🎬 Movie Recommendation System using Matrix Factorization (Truncated SVD)

A mathematically grounded exploration of latent factor modeling for personalized movie recommendations.

🧩 1. Abstract

Recommender systems play a crucial role in mitigating information overload by inferring user preferences from historical interactions.
This project develops a Movie Recommendation Engine using Matrix Factorization, specifically Truncated Singular Value Decomposition (SVD), to uncover hidden structures in the user–item rating matrix.
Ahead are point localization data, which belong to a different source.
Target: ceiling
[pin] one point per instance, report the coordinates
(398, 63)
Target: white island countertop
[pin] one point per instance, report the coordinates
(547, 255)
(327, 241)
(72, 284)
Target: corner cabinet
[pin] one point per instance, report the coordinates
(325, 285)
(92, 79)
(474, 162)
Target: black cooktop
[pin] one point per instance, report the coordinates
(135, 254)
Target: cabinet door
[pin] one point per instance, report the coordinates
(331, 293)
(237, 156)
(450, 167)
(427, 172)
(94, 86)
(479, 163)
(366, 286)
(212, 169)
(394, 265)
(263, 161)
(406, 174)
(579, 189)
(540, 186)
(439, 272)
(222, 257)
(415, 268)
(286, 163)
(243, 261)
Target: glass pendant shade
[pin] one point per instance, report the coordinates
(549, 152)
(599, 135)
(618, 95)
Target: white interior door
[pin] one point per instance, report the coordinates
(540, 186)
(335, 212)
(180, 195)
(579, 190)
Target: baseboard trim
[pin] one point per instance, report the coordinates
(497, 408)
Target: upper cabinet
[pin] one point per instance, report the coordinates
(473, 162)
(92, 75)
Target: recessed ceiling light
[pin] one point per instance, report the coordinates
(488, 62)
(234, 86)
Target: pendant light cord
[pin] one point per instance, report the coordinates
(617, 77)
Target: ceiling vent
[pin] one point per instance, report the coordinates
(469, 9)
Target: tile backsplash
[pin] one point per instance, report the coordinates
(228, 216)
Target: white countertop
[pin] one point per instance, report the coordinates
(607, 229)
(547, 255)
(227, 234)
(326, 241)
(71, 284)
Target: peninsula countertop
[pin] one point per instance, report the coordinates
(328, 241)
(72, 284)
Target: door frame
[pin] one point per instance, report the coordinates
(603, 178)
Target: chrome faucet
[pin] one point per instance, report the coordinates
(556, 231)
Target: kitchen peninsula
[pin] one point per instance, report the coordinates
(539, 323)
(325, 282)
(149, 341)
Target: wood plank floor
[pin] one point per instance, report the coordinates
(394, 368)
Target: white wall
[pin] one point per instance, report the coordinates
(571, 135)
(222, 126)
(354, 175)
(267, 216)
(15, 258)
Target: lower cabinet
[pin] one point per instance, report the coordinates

By decomposing the rating matrix into orthogonal user and item feature spaces, we extract latent dimensions representing taste patterns such as genre affinity and stylistic preferences.
The system balances expressiveness and generalization by retaining only the top-k singular values, yielding a low-rank approximation that preserves the majority of spectral energy.

We minimize Root Mean Squared Error (RMSE) across observed ratings and compare:

📉 Closed-form SVD
⚙️ Iterative Optimization (Gradient Descent, Alternating Least Squares)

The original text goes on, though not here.